Wednesday, January 6, 2010
A Reason to Love January
When we published our first Ayers Creek Farm calendar in 2005, the text merely identified the various crops shown in the photos. Over the next three years, this simple caption evolved into a short essay about the photo's subject. Last year, we balked at the increasingly formulaic approach of scenic farm pictures, and put together a thematic calendar exploring the various legume crops we grow. This 2010 edition takes us to a level of the farm most people never see.At heart, we are naturalists as well as farmers. No, we are not that type of naturalist; we remain fully clothed on the farm befitting our straight-laced New England upbringing. We grew up with Golden Nature Guides and the nature writing of Jean Henri Fabre, Rachael Carson, Edwin Way Teale and others. In that spirit, this edition of the calendar will provide a glimpse of the natural history of the farm. We will show you life beyond the fruits, grains and vegetables we sell, the non-monetized and usually unseen world of the insects, spiders, slime molds and fungi at Ayers Creek Farm.In The Life of the Ant, the Belgian naturalist and playwright, Maurice Maeterlinck, calls these "pastoral ants." They tend flocks of aphids like sheep, protecting them from predators such as syrphid fly maggots. In exchange, the ants draw honeydew from the aphids to sustain the ant colony. One of the ants on the left has collected some honeydew in its mandibles. The aphids are parthenogenic and viviparous through much of their life, that is, producing live young asexually. Like nested Russian dolls, you can open a large aphid and find smaller ones inside, open one of those and yet smaller ones will be found. They molt periodically to increase in size. These aphids have colonized the husks of late ripening corn ears, rich in available sugar and minerals. The last generation of the season's aphids, winged and sexual, will mate and lay eggs. Some of the pastoral ants collect the aphid eggs and store them in their nests, setting them out the next spring to generate a new flock.

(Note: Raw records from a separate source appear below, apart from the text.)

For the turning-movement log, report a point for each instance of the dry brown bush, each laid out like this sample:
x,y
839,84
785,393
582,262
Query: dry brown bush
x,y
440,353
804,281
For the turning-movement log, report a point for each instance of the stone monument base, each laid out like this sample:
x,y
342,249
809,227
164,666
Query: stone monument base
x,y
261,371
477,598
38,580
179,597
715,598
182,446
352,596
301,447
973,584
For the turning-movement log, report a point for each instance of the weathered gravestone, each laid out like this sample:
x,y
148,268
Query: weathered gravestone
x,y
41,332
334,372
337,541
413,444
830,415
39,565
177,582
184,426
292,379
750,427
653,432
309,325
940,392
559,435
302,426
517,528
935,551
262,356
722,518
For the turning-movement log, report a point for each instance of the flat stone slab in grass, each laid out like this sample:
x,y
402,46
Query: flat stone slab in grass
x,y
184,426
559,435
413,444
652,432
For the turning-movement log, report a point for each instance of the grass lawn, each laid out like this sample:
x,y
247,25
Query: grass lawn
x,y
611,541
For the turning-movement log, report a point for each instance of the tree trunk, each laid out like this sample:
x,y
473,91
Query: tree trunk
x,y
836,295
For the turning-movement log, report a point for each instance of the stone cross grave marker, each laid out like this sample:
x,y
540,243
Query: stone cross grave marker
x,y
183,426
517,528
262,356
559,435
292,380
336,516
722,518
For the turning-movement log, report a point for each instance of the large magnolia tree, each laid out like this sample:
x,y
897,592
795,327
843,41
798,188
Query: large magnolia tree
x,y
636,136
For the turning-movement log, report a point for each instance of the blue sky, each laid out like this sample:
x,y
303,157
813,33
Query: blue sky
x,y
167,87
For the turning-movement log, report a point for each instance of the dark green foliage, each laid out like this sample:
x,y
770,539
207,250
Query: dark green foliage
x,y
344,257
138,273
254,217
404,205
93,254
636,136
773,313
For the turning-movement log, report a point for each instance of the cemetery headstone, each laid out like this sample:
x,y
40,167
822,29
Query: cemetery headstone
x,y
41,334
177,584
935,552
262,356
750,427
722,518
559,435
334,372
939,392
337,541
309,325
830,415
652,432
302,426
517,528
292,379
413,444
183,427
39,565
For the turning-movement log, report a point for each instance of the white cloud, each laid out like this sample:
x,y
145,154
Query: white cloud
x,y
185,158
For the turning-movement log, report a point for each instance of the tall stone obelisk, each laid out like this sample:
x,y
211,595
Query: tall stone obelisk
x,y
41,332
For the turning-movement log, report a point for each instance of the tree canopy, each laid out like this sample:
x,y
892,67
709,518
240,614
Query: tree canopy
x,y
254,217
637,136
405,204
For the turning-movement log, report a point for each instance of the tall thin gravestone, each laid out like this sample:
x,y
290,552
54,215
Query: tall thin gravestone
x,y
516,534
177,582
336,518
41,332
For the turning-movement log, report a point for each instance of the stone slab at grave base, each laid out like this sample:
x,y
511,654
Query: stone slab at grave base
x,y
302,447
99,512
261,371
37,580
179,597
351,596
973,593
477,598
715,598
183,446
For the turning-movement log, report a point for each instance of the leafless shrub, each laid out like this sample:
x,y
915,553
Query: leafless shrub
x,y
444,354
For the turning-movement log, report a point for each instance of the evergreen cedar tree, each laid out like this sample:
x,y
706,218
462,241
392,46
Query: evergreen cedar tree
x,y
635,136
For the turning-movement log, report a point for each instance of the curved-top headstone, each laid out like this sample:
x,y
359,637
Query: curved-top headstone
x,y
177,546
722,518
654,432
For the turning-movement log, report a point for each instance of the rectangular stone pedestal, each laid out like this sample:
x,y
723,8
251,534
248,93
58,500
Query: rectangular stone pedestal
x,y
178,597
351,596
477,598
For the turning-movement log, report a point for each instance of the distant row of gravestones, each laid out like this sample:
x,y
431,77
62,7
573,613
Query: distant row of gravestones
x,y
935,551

The slime mold, fuligo septica, starts life as individual amoeboid creatures, visible only with a microscope. A chemical stimulus brings the individuals together and they fuse to form a new organism. The slime molds aggregate and sally forth in July and August, moving across the ground consuming yeasts, bacteria and fungi. Their movement is determinant, not random, guided by chemical cues released by their food sources. Research has also shown they develop memories, even keeping track of time, and can navigate mazes, wrinkling some of our measures of intelligence. Despite the name, they are completely unrelated to fungi. In fact, there are three major categories of slime molds that are unrelated to one another. These ephemeral colonies are harmless in every respect. As the food supply dwindles, the slime mold produces spores and collapses.

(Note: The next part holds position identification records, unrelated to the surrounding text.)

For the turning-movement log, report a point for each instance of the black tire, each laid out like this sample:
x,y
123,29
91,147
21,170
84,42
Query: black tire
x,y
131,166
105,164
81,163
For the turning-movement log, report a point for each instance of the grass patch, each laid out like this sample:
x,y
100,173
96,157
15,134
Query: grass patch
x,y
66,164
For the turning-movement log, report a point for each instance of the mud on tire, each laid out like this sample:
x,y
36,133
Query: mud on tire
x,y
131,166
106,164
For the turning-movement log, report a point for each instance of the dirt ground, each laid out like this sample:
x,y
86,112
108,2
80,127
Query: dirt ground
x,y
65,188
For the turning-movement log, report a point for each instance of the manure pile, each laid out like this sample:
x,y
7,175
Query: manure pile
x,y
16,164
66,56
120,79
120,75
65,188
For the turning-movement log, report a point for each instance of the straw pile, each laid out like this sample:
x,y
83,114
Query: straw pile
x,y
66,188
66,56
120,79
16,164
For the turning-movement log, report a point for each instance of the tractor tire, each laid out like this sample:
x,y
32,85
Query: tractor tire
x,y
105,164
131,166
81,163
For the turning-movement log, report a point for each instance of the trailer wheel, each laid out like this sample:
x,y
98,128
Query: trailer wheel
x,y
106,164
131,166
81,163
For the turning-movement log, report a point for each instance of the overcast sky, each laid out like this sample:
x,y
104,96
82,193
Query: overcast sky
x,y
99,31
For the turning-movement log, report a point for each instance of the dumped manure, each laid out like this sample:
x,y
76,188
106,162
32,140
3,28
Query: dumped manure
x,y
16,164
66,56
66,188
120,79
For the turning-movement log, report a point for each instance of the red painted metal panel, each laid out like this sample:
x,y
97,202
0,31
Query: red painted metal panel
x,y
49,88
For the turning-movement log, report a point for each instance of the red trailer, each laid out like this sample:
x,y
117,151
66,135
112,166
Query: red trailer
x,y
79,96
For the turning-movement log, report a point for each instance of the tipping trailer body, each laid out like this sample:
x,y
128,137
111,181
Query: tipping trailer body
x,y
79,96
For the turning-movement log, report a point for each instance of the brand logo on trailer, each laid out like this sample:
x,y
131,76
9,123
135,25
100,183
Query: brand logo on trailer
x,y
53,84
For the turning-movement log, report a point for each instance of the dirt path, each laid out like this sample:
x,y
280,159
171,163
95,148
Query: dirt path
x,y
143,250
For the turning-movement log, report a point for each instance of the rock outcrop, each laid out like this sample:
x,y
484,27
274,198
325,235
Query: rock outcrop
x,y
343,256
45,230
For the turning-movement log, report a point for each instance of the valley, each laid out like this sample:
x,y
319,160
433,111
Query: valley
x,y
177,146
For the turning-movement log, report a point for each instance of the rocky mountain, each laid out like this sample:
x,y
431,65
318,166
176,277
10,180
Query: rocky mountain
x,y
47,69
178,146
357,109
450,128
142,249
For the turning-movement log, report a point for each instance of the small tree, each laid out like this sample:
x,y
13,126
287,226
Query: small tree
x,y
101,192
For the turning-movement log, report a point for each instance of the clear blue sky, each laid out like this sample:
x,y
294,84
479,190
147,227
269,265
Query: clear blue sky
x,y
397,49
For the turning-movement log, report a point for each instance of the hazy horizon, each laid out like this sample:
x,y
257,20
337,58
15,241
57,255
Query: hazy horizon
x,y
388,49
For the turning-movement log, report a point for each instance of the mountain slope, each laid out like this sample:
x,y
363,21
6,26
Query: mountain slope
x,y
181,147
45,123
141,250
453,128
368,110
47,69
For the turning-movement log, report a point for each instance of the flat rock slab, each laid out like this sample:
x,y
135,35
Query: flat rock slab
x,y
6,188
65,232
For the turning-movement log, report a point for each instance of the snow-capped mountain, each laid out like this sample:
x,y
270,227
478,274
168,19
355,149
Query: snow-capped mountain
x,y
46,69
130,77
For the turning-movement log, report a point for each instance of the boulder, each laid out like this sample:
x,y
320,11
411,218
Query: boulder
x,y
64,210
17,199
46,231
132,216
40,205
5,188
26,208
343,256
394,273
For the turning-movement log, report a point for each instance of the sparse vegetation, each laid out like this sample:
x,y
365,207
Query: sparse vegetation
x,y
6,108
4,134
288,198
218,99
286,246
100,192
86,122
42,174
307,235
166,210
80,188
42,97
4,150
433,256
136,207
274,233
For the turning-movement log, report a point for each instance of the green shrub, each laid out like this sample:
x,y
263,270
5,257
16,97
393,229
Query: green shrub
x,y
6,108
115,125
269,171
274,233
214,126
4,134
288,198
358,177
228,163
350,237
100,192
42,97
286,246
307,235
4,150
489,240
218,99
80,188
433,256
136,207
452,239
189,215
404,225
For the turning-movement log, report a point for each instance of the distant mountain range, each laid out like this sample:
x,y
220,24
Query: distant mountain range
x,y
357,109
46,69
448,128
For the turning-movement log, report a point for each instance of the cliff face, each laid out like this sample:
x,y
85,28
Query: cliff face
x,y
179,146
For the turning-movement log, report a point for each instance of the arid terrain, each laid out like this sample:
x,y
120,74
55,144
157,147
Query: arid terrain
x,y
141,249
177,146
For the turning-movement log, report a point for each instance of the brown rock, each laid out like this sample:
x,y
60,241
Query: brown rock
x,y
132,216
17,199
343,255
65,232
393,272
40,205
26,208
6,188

No, we are not lapsing back into the old plum-in-September formula; the creature upon the violet ovoid is the object of this snapshot. The Pacific Tree Frog, hyla regilla, is found throughout the farm, more often heard than seen. Here one awaits the evening upon a Seneca Prune, over a half-mile from the nearest pond. They need open water only for reproduction. The frogs' coloration is variable, and changes with habitat. Those living in the sweet potatoes assume a distinct purplish hue, while in other crops they are pure green or brown. Less frequently encountered are the Red-Legged Frogs, rana aurora, that live in the canyon bisecting the oak savannah at the heart of the farm.

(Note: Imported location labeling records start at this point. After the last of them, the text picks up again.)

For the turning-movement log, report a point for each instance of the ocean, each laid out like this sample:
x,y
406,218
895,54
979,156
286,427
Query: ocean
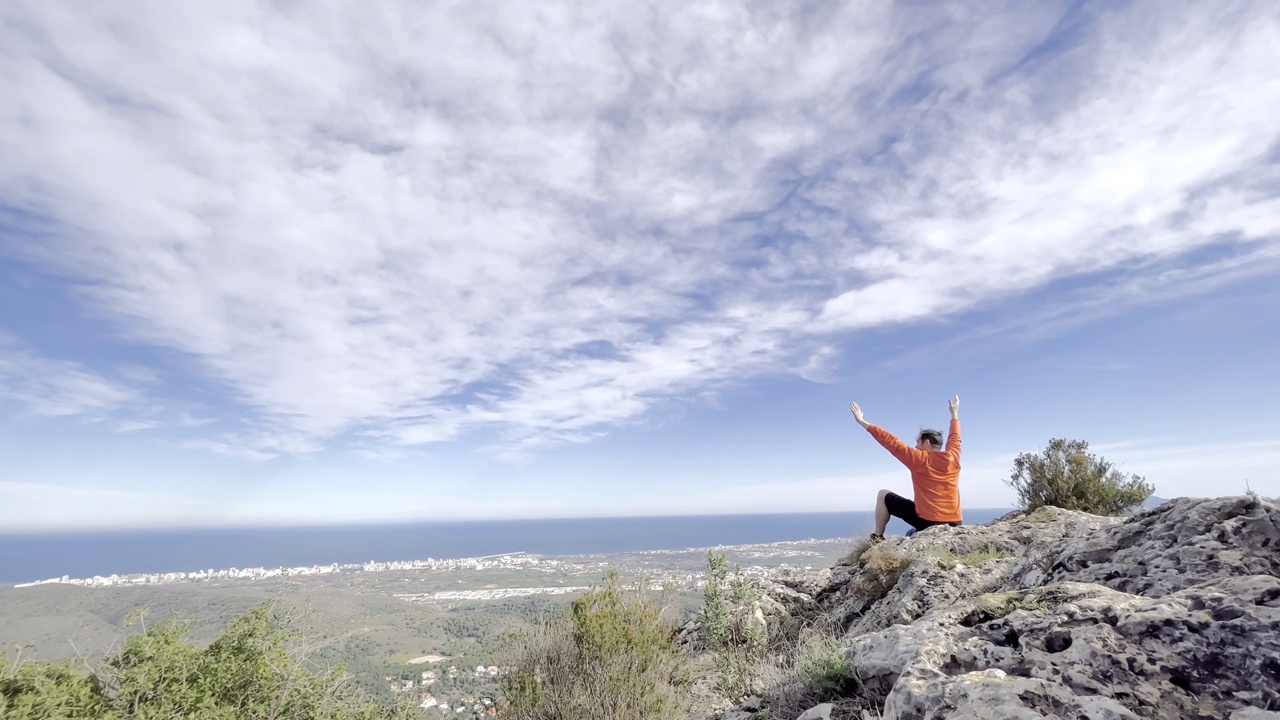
x,y
39,556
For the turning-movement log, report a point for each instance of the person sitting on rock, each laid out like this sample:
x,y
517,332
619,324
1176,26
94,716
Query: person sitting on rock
x,y
935,475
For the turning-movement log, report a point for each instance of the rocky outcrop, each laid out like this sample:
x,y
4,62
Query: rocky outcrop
x,y
1173,613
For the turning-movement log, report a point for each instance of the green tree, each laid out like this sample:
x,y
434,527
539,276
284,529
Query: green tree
x,y
1065,474
248,671
612,656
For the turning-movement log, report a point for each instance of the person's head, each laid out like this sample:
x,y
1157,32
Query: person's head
x,y
929,440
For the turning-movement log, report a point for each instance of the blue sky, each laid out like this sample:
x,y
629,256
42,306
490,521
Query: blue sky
x,y
323,263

These are not merely indulgent diversions unfolding like an episode of Planet Earth. At the simplest level, every gardener knows what benefit or harm comes from bugs and critters. Every organic farmer knows that living with these insects and micro-organisms makes up the complex biosymbiosis of a healthy farm, and a way of life that chemicals and fertilizers have not been able to supplant.